Whether outcome X is the favorable or corresponding adverse outcome in a particular context, as well as whether groups are deemed false positive of false negatives, is entirely arbitrary.  Thus, in the case of employment tests where whites have higher scores than blacks, successful performance of the job is commonly regarded as outcome X.  Thus, perceived test unfairness will commonly be described in terms of higher false negative rates for blacks (higher rates of test failure among blacks than whites who performed well on the job) and higher false positive rates for whites (i.e., higher pass rates among whites than blacks who did not perform well on the job).    

In the case of algorithms used to predict recidivism, recidivism is commonly treated as X.  Thus, in situations where black defendants have higher recidivism risk scores than whites, perceived algorithm unfairness will commonly be cast in terms of higher false positives for blacks and higher false negatives for whites.  Commonly the racial differences in false positives and false negatives will be cast in relative terms.

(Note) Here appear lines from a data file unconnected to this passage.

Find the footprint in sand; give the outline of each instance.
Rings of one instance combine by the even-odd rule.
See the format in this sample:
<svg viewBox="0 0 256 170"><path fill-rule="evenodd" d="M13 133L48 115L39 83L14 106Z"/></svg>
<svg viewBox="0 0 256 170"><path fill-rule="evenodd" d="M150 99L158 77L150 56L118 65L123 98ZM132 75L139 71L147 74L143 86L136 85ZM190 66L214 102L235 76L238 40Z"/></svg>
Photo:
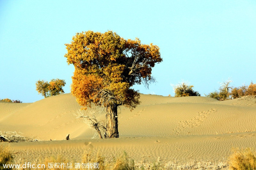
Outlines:
<svg viewBox="0 0 256 170"><path fill-rule="evenodd" d="M84 145L86 146L86 148L88 149L93 149L94 146L92 144L91 142L84 142Z"/></svg>

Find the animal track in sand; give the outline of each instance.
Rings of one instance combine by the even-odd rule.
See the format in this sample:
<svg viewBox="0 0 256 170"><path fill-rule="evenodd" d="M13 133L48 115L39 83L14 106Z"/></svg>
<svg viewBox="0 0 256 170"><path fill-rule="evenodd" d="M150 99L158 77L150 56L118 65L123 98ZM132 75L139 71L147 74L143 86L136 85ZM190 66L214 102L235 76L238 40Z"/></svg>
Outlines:
<svg viewBox="0 0 256 170"><path fill-rule="evenodd" d="M139 115L140 115L140 114L141 114L141 112L143 112L143 111L144 111L144 110L145 110L145 107L143 108L142 109L142 110L141 110L139 111L138 112L137 112L136 113L136 114L134 114L134 115L133 115L132 116L131 116L131 117L129 117L129 119L132 119L132 118L133 118L134 117L136 117L136 116L139 116Z"/></svg>
<svg viewBox="0 0 256 170"><path fill-rule="evenodd" d="M84 145L86 146L86 147L87 149L93 149L93 148L94 148L93 145L92 144L91 142L84 142Z"/></svg>
<svg viewBox="0 0 256 170"><path fill-rule="evenodd" d="M172 131L171 134L178 135L185 129L199 126L211 113L216 112L217 109L217 108L212 108L206 111L198 112L198 115L192 119L180 121L178 126Z"/></svg>

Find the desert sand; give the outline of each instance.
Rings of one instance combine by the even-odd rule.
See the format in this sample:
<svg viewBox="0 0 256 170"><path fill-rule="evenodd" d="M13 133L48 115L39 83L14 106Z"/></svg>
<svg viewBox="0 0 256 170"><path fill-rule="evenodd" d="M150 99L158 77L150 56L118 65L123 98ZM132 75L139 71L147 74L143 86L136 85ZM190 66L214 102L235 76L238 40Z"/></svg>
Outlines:
<svg viewBox="0 0 256 170"><path fill-rule="evenodd" d="M173 157L184 162L191 158L218 161L228 159L232 148L255 149L255 98L220 101L141 94L140 100L132 112L120 108L119 138L95 136L94 129L74 115L81 107L70 93L31 103L0 102L0 130L40 140L9 143L15 159L32 162L51 154L78 160L85 151L100 151L106 157L125 151L137 161Z"/></svg>

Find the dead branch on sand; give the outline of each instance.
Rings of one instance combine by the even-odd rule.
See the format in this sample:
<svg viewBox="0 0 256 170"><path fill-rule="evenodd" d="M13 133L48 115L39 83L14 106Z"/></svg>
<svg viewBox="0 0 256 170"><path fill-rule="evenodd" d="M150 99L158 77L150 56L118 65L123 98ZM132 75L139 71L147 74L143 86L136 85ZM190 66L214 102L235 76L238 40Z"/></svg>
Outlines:
<svg viewBox="0 0 256 170"><path fill-rule="evenodd" d="M38 141L39 139L27 137L21 135L21 132L0 131L0 142L33 142Z"/></svg>

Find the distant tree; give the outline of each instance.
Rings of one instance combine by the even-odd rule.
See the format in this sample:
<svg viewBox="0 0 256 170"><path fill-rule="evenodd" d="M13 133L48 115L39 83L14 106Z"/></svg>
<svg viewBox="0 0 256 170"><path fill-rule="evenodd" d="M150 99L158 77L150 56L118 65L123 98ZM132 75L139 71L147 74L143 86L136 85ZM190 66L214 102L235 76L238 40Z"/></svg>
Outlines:
<svg viewBox="0 0 256 170"><path fill-rule="evenodd" d="M104 136L118 137L118 107L132 109L140 103L140 94L132 87L142 83L148 87L154 82L152 68L162 60L159 48L142 44L138 38L125 40L111 31L77 33L65 45L65 56L75 68L72 94L84 109L92 103L104 108ZM99 124L94 124L99 131Z"/></svg>
<svg viewBox="0 0 256 170"><path fill-rule="evenodd" d="M239 87L235 87L231 92L232 97L236 99L247 96L256 95L256 84L252 82L248 86L244 85Z"/></svg>
<svg viewBox="0 0 256 170"><path fill-rule="evenodd" d="M2 99L1 100L1 101L5 101L6 102L12 102L12 100L7 98Z"/></svg>
<svg viewBox="0 0 256 170"><path fill-rule="evenodd" d="M252 82L248 87L248 95L250 96L256 95L256 84Z"/></svg>
<svg viewBox="0 0 256 170"><path fill-rule="evenodd" d="M22 103L22 101L21 101L20 100L12 100L12 102L13 103Z"/></svg>
<svg viewBox="0 0 256 170"><path fill-rule="evenodd" d="M50 82L39 80L36 83L36 90L38 94L46 98L50 96L64 93L62 87L66 82L64 80L52 79Z"/></svg>
<svg viewBox="0 0 256 170"><path fill-rule="evenodd" d="M50 96L49 94L49 83L46 81L44 80L38 80L36 83L36 90L38 92L38 94L41 94L44 98Z"/></svg>
<svg viewBox="0 0 256 170"><path fill-rule="evenodd" d="M220 92L215 91L213 92L211 92L209 94L206 95L205 94L206 97L211 97L215 99L219 100L220 100Z"/></svg>
<svg viewBox="0 0 256 170"><path fill-rule="evenodd" d="M220 101L231 99L231 98L230 97L230 91L232 87L230 86L230 84L232 82L232 81L229 79L223 82L220 84L219 92L215 91L208 95L205 95L205 96L217 99Z"/></svg>
<svg viewBox="0 0 256 170"><path fill-rule="evenodd" d="M66 83L64 80L59 78L52 79L49 82L48 88L50 96L56 96L64 93L62 87L65 86Z"/></svg>
<svg viewBox="0 0 256 170"><path fill-rule="evenodd" d="M192 88L193 85L189 85L184 82L174 86L173 89L175 93L174 97L200 96L201 95L198 92L194 91Z"/></svg>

With regard to both employment tests and recidivism algorithms, the characterization of the issue if often misleading.  In the case of employment tests, the matter has at times been characterized in terms of underprediction of successful performance for blacks and overprediction for whites, when in fact that opposite is the case. 

In the case of recidivism algorithms, a May 23, 2016 ProPublica article titled “How We Analyzed the COMPASS Algorithm” that is the subject of the Recidivism Illustration page, would state that “black defendants were far more likely than white defendants to be incorrectly judged to be at a higher risk of recidivism, while white defendants were more likely than black defendants to be incorrectly flagged as low risk.”  Such statements, even if semantically accurate, must be interpreted with an understanding that, among all defendants, black defendants were in fact less likely to be incorrectly identified as a likely to recidivate than a white defendant and more likely than whites to be incorrectly identified as unlikely to recidivate.  It is only among defendants who did not recidivate that blacks were more likely than whites to have been incorrectly identified as highly likely to recidivate and only among defendants who did recidivate that whites were more likely than blacks to have been incorrectly identified as highly unlikely to recidivate.  

This page will eventually address several issues regarding perceptions about algorithm fairness.  One will involve the failure to understand the way cutoffs affect the size of relative differences in false positives and relative differences in false negative.  Observers speak about reducing the unfairness of a predictor.  But just such observers universally fail to understand the way altering a cutoffs will tend to affect relative differences in favorable and adverse outcomes pursuant to the predictor (e.g., altering the cutoff in a way that increase favorable outcomes tends to reduce relative differences in favorable outcomes while increasing relative differences in the corresponding adverse outcome), they fail to understand the way cutoffs affect the size of relative difference in false positives or false negatives.

Another may involve the way the validity of the predictor affects relative difference in false positives and relative difference in false negatives.  That is, the more valid the predictor, the fewer will be the number of false positives and false negatives.  But the effect on relative differences in false positives and false negatives is another matter.